Господин Ахмет Сюхран сказал:

— Тогда мне было только двадцать лет.

Мой отец, занимающий высокий пост на телеграфе и почте в Незарете, не смог перенести моей расточительности, распутства и позора. Моя мама посовещалась с семьёй, состоящей из моей старой тёти и бабушки. Все они единодушно решили отправить меня в провинцию. Инспектор в вилайете (области) Янья был одним из людей моего отца. Я собирался поехать в городок того вилайета и работать там телеграфистом. Чтобы образумился. Про это моя мама сказала очень мягким голосом:

— Ты очень ослаб… Что-нибудь похожее на перемену климата… И страну увидишь, и себя приведёшь в порядок. И опять же развитие…
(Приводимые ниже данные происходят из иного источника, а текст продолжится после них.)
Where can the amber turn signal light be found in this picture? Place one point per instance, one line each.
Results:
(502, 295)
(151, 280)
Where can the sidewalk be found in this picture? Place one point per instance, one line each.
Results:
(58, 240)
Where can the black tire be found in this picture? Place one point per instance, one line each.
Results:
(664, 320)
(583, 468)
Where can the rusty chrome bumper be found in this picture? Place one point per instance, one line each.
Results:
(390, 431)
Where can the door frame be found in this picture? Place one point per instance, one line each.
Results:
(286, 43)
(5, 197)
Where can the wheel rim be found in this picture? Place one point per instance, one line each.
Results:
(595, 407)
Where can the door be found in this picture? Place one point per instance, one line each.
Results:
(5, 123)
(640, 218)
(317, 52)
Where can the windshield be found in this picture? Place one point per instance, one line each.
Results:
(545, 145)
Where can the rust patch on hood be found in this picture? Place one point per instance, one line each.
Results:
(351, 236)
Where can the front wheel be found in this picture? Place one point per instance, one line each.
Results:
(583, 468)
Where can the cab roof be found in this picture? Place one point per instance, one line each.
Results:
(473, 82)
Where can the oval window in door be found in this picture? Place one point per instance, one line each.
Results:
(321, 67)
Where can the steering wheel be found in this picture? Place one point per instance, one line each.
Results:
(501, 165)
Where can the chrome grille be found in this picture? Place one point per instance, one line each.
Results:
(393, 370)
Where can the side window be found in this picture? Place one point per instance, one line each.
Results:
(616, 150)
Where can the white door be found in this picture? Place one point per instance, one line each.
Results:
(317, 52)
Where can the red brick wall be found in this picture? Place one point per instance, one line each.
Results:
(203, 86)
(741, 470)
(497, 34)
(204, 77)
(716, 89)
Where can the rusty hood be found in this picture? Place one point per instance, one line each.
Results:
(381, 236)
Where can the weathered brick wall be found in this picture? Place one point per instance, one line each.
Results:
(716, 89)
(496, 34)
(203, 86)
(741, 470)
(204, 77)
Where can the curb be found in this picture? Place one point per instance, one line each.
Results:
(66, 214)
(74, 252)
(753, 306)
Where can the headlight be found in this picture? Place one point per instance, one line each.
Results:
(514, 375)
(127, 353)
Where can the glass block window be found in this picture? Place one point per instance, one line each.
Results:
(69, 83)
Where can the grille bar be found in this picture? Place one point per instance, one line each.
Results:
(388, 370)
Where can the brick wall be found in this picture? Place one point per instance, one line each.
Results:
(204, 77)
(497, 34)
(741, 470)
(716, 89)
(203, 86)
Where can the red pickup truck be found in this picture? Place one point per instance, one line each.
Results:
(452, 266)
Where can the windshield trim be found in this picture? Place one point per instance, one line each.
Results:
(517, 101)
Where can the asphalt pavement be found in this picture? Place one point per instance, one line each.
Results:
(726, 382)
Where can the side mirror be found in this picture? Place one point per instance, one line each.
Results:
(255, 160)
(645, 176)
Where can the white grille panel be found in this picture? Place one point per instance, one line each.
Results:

В начале, по мере её напева о моей подготовке к отъезду, я недоумевал:

— Я не уеду, это невозможно.

Как только я возражал, моя мама начинала рассказывать о моём ужасном поведении, которое было следствием моего последнего проступка у отца. С довольно большим количеством клятв она обещала, что я обязательно вернусь назад через несколько месяцев, и что она будет просить отца об этом.

Я был недоволен, но, вероятно, у меня было желание увидеть те края, и я сказал:

— Ладно, однако, больше трёх месяцев я не останусь…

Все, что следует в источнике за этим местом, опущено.